The two gadgets are one USB based key for computers with a USB Type A ports and one Bluetooth based key for devices without USB Type A ports such as smartphones. If you forget your keys at home and try to log into your account, then you will be out of luck. You might be wondering where you get the keys from; Google has a recommendation. That’s buying keys from a company known as Feitian. But the Advanced protection feature will also work with any U2F keys as long as the manufacturer has been approved by the online authentication standards group, FIDO alliance.
The two gadgets are the prerequisites requirements for the security feature. If you have them already, go to the on My Account section via any Google service using your computer, then Sign-In and Security, then proceed to Advanced Protection. Since Google already knows how the process is, it will walk you through a set of instructions which basically lead you into entering your password and then registering each physical key.
To start the process, you will plug in the USB key followed by the Bluetooth key via a cable. Once you finish setting up the keys and enabled the Advanced protection, you will be logged out of all your Google services automatically. That’s on every computer you might have logged in except the one you’ll be using at the moment. To log back in of which you will need start with the one on your Android device, you will need to connect the tokens by USB or by Bluetooth pairing.
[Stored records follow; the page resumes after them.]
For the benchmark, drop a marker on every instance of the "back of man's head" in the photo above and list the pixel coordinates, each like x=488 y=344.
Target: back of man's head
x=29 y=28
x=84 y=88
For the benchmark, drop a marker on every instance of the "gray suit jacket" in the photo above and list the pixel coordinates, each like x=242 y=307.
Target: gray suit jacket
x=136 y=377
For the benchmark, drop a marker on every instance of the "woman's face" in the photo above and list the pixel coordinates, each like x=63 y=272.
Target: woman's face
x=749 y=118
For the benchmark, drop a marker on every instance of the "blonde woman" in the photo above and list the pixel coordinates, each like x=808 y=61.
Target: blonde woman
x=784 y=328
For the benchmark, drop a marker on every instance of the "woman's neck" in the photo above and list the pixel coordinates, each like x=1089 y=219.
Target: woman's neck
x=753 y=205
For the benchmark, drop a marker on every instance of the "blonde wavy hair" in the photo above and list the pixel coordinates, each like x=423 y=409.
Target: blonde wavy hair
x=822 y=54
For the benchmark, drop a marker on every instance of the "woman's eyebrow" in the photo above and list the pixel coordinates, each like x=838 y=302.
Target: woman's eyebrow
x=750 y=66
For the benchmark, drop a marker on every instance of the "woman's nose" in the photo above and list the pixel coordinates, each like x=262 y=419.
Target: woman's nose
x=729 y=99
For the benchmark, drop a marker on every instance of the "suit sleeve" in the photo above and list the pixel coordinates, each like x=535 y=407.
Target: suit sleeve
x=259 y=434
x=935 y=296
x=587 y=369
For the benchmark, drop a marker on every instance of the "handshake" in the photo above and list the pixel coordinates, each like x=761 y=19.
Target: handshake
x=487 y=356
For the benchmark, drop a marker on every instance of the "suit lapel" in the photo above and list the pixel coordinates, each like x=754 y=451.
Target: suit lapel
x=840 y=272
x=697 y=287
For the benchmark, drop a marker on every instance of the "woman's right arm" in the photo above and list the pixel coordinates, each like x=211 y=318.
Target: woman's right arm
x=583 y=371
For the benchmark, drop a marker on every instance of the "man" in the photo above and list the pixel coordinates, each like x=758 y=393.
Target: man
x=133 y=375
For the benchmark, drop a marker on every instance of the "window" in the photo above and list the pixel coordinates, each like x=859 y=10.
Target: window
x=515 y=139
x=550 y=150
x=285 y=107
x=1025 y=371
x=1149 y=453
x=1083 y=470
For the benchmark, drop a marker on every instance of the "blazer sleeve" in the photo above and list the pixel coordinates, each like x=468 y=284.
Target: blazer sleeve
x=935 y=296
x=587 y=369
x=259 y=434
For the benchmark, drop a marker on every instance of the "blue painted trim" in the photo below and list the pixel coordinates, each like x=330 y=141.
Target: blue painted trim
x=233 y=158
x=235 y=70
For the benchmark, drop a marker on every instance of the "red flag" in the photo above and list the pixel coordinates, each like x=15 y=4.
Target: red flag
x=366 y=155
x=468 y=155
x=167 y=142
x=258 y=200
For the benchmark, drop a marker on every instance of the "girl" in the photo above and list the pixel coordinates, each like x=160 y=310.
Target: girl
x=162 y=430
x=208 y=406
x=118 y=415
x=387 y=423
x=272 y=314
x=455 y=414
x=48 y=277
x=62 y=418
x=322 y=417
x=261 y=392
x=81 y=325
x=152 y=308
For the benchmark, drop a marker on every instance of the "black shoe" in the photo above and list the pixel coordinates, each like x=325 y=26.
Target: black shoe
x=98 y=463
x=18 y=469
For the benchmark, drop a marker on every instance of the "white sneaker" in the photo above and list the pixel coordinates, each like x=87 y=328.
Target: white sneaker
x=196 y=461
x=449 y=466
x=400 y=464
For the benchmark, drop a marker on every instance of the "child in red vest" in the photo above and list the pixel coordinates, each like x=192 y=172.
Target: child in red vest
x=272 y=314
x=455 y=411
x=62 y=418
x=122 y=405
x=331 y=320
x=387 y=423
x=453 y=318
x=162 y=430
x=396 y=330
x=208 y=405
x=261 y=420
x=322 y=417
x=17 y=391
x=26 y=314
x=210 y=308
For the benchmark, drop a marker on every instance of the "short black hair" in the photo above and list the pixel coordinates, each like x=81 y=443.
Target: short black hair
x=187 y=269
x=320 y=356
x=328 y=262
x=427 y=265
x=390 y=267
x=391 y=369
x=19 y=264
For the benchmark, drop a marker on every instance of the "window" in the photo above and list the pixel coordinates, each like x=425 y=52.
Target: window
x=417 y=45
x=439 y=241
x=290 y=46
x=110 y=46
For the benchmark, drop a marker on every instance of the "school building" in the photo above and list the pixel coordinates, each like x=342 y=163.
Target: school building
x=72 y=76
If you own an iPhone which has a google account, you will need other extras for the process to be complete. You will need to install Smart Lock – Google’s password manager that will handle the iPhone’s wireless authentication with the key. Android phones don’t need the Smart Lock as it is a built-in feature. In iOS, the authentication is cumbersome but goes through after a couple of tries. The best thing, you only need to authenticate the device you own once, and then you can choose to designate as yours to skip the tiresome log in process henceforth.
…is it worth the sacrifice?
A unique thing and perhaps a security measure is that Advanced protection won’t work with non-google products. Most people who use plugins to access Gmail will need to ditch them as they will be useless. Advanced Protection will also automatically limit third-party apps from accessing your most sensitive data – your emails and your Drive files to only trusted apps. Apart from the setup process and the fact that it only works with Google products, Advanced protection is worth your while. But the sacrifice is nothing compared to losing your security keys, and you need them to log in again. For the recovery process, Advanced protection is rigorous than how normal accounts do recovery. You will be locked out of your account for 3-5 days. Although this measure may seem harsh, it’s actually best as it makes phishing more difficult than before.